Ok, I could post more about the Oregon trip, but I figure I should move on. Just one more.....
While in Portland, one of my objectives was to spend as much time as I could in the magnificent parks and spaces through the city and note all the incredible green infrastructure systems in place there that I could. To that end I walked from one end of the city to the other and back...but the places I constantly return to in my thoughts are the Japanese Garden - which I wrote about previously - Keller Fountain Park and Tanner Springs Park.

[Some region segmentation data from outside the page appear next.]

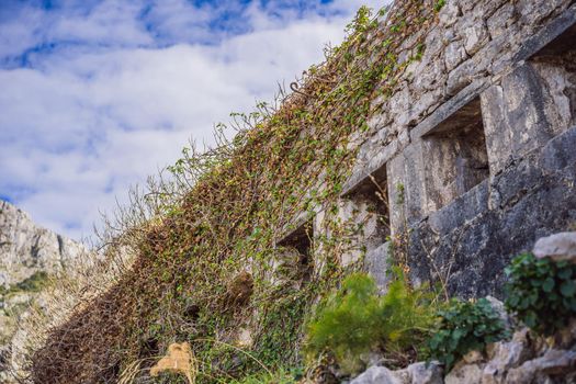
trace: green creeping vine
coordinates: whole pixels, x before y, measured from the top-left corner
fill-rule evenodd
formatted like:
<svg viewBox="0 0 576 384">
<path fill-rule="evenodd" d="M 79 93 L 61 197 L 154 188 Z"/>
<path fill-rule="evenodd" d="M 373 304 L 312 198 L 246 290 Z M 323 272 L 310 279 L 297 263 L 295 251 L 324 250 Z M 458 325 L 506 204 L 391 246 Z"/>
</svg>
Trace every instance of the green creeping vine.
<svg viewBox="0 0 576 384">
<path fill-rule="evenodd" d="M 506 307 L 533 330 L 552 335 L 576 315 L 575 264 L 523 253 L 512 260 L 506 274 Z"/>
<path fill-rule="evenodd" d="M 440 310 L 440 326 L 428 341 L 430 358 L 445 365 L 445 372 L 470 351 L 509 337 L 504 321 L 486 298 L 477 302 L 452 300 Z"/>
</svg>

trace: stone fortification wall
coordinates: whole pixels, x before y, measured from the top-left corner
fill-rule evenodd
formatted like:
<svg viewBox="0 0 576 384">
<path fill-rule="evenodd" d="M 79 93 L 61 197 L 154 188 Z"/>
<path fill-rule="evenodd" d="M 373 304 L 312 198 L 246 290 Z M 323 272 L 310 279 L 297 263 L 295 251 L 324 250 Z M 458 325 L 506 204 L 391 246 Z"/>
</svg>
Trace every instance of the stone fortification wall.
<svg viewBox="0 0 576 384">
<path fill-rule="evenodd" d="M 404 42 L 399 64 L 420 59 L 373 101 L 343 187 L 340 215 L 363 229 L 345 266 L 364 258 L 384 287 L 392 235 L 415 283 L 498 294 L 512 256 L 574 225 L 575 22 L 569 0 L 449 0 Z"/>
</svg>

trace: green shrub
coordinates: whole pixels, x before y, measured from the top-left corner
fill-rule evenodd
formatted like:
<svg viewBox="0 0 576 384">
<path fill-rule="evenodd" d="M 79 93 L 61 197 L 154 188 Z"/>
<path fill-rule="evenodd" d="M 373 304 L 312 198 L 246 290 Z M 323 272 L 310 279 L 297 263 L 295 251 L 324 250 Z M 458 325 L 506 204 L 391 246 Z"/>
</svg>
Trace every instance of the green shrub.
<svg viewBox="0 0 576 384">
<path fill-rule="evenodd" d="M 307 352 L 329 352 L 350 373 L 362 369 L 360 354 L 376 348 L 397 358 L 425 342 L 434 323 L 431 302 L 429 293 L 409 289 L 404 279 L 379 297 L 371 278 L 352 274 L 308 324 Z"/>
<path fill-rule="evenodd" d="M 428 341 L 430 358 L 443 363 L 447 372 L 470 351 L 483 351 L 487 343 L 509 337 L 504 321 L 486 298 L 477 302 L 452 300 L 439 312 L 441 321 Z"/>
<path fill-rule="evenodd" d="M 576 314 L 576 266 L 524 253 L 506 274 L 506 307 L 535 331 L 552 335 Z"/>
</svg>

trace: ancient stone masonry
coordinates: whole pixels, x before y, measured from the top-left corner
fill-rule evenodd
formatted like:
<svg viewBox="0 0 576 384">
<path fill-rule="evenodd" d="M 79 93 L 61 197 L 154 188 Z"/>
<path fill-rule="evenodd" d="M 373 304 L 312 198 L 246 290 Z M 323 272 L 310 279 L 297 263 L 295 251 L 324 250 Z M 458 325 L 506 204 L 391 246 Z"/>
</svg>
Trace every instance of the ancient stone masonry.
<svg viewBox="0 0 576 384">
<path fill-rule="evenodd" d="M 369 121 L 340 210 L 363 249 L 342 263 L 364 257 L 383 287 L 404 234 L 414 283 L 499 295 L 511 257 L 576 223 L 576 4 L 448 0 L 438 18 Z"/>
</svg>

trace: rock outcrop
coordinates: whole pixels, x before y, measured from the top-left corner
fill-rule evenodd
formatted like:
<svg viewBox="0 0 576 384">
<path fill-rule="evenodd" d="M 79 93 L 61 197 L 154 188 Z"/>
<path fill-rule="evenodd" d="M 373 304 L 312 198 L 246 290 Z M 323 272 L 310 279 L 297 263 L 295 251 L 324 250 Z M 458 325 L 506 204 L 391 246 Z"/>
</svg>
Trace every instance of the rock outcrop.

Here are excerpts of my interpretation of both places along with photos -
Keller Fountain
This place is a Landscape Architect's dream. You can spot other design nerds like me - fancy journals and pens, a little rumpled, sitting, looking, sketching, writing, taking tons of photos and if like me....thinking "this place is genius." Solid edges, berms with trees to contain the space, minimal understory planting, democratic materials and water. LOTS of WATER. Thundering. Misting. Running Smoothly. Pouring from two points through rectilinear chutes + platforms and then over the geometric falls into angular pools. It's all concrete. Does concrete look this good normally? There are so many angles - except for the water. So moving, so elegant. He truly captured the essence of the Cascades and this place with a minimum of materials and a minimum of flourish. I am floored by the economy, elegance and timelessness of this place......
Tanner Springs
At Landscape Architecture school, I always looked to the work of Atelier Dreiseitl for inspiration. It is fantastic to experience a place in its context instead of in a library on a page....For me the beauty of this place is it's embrace of the qualities of water as it moves through the landscape. Making it look as though you might encounter this in the wild is a tremendous challenge in terms of execution and public perception of "beauty." In the center of a former industrial area, one might not expect to see "unkempt" vegetation, or a meandering stream, but it is here. At the entrances to the park are thoughtful diagrams that explain some of the hydrologic processes taking place - from stormwater filtration, to the re-circulating pump to keep the stream going. The major point of success for me is that the park is effortless - there are serious engineering mechanisms and design considerations at play, but none of that gets in the way of the chaos of vegetation, or the unexpected marshiness of some of the places or the seating at the periphery where you can take it all in.